Skittish about another rain week

Story:The weather this summer has made me skittish. After downpours that have flooded Maple Creek, Saskatoon, Yorkton and North Battleford, I get nervous when we get a lot of rain here in Estevan.
GN201010309089985AR.jpg

Story:The weather this summer has made me skittish.

After downpours that have flooded Maple Creek, Saskatoon, Yorkton and North Battleford, I get nervous when we get a lot of rain here in Estevan.

The reason? It turns out after spending an exorbitant amount on a house in a hyper-inflated oil-boom fuelled housing market two years ago, we ended up with a house that has a design flaw.

The long-term neighbours tell me an error was made when the house was surveyed. The elevation was set incorrectly. When they came along to pour the sidewalks and driveway, it ended up that the front of my garage is perfectly level with the sidewalk. I have exactly zero elevation between the sidewalk and my house. I know this because when the snow melts, the 20-foot wide puddle covers almost the entire driveway, perfectly.

Two weeks ago we had a pronounced cloudburst that had water coming in the front door, as well as through a seam between the footings and garage floor on the west side. Thankfully there is a floor drain installed in the garage, and my wife was quick with the floor squeegee.

Thus is was with great trepidation that I glanced at the weather forecast Sunday night and found a rainfall warning calling for up to 100 mm (four inches) of rain over the next day. That's Yorkton-flood scale, especially if it comes in a short time.

Speaking of flooding, I heard the 2010 North Battleford flooding was compared to a one-in-50 year rain event. Funny, but I covered two other similar one-in-50 rain events while working there in recent years. Either the math is off, or it shouldn't rain hard there again for 150 years.

I had bounced around the idea of putting a wooden dike in front of the garage to slow down any possible inflow. The 2x4s leftover from building the playground were warped beyond use, however, so I ended up running to the lumber yard 25 minutes before closing on the Sunday of a long weekend. Thankfully, they had one straight 20-foot 2x6 after looking through at least 10 boards in the pile.

Unloading the singular $8.48 board from the truck, I looked at the black clouds menacing on the horizon. Lovely.

Thinking I looked like an idiot, building a dam in front of my garage, I was somewhat relieved and yet concerned when Ed, my neighbour across the way, said it was a good idea. He has just has his basement flooded recently, and had to tear out all his oak cabinetry downstairs. He told me the builders of my house would on occasion have water come in, through the garage.

The wet/dry shop vac is now at the ready for major rain events, as is the large floor squeegee. (I recommend everyone should have one of each.) I even got a few boards ready to put up a secondary dike inside the garage, meant to stop or at least minimize any water flowing down the stairs and into the basement.

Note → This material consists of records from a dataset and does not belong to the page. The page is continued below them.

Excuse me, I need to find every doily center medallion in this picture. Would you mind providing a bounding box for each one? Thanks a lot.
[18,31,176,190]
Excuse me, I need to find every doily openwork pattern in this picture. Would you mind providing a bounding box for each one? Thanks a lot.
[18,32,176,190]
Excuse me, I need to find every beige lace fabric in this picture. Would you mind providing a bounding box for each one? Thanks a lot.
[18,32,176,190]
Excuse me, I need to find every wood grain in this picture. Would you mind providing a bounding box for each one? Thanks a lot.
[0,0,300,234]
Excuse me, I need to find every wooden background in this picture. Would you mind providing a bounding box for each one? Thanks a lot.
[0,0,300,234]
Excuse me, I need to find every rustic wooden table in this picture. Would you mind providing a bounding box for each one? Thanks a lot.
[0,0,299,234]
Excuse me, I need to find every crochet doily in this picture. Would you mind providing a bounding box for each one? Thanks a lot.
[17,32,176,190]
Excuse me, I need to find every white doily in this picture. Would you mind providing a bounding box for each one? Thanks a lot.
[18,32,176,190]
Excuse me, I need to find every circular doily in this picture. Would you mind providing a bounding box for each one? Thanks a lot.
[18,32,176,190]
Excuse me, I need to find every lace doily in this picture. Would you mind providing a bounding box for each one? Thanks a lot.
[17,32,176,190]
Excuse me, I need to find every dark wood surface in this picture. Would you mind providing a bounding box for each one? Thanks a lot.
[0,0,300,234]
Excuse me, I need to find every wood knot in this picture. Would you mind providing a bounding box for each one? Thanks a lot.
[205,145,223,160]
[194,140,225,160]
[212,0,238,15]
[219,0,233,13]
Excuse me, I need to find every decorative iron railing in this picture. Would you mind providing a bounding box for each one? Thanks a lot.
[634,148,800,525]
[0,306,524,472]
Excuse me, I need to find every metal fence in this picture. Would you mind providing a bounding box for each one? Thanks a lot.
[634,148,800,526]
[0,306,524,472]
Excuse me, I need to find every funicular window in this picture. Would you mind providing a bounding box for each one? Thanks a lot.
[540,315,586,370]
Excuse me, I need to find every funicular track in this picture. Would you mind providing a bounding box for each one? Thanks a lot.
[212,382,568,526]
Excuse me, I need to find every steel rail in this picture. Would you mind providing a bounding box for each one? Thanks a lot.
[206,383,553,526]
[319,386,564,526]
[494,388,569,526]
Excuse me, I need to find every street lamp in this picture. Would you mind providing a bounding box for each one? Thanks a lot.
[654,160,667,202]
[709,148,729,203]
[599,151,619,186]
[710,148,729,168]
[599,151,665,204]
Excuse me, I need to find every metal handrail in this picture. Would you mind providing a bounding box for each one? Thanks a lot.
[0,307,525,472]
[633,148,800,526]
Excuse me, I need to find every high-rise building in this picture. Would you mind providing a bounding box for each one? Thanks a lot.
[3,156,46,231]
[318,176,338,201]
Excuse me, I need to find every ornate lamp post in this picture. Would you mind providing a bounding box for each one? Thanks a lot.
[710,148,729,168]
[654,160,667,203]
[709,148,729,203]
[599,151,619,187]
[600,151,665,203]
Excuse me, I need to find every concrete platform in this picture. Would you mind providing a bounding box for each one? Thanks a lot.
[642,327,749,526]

We didn't get the downpour I expected, but at least now I'm ready. It may look stupid, but I am largely erring on the ounce of prevention is worth a pound of cure side. If my $8.48 board can prevent $8,000 in damage, it will be well worth it. The question is, do I put that board out every time we have a major downfall expected? What about while on holidays?

In order to prevent the heartache that Yorkton residents went through, the answers are likely, yes, and yes.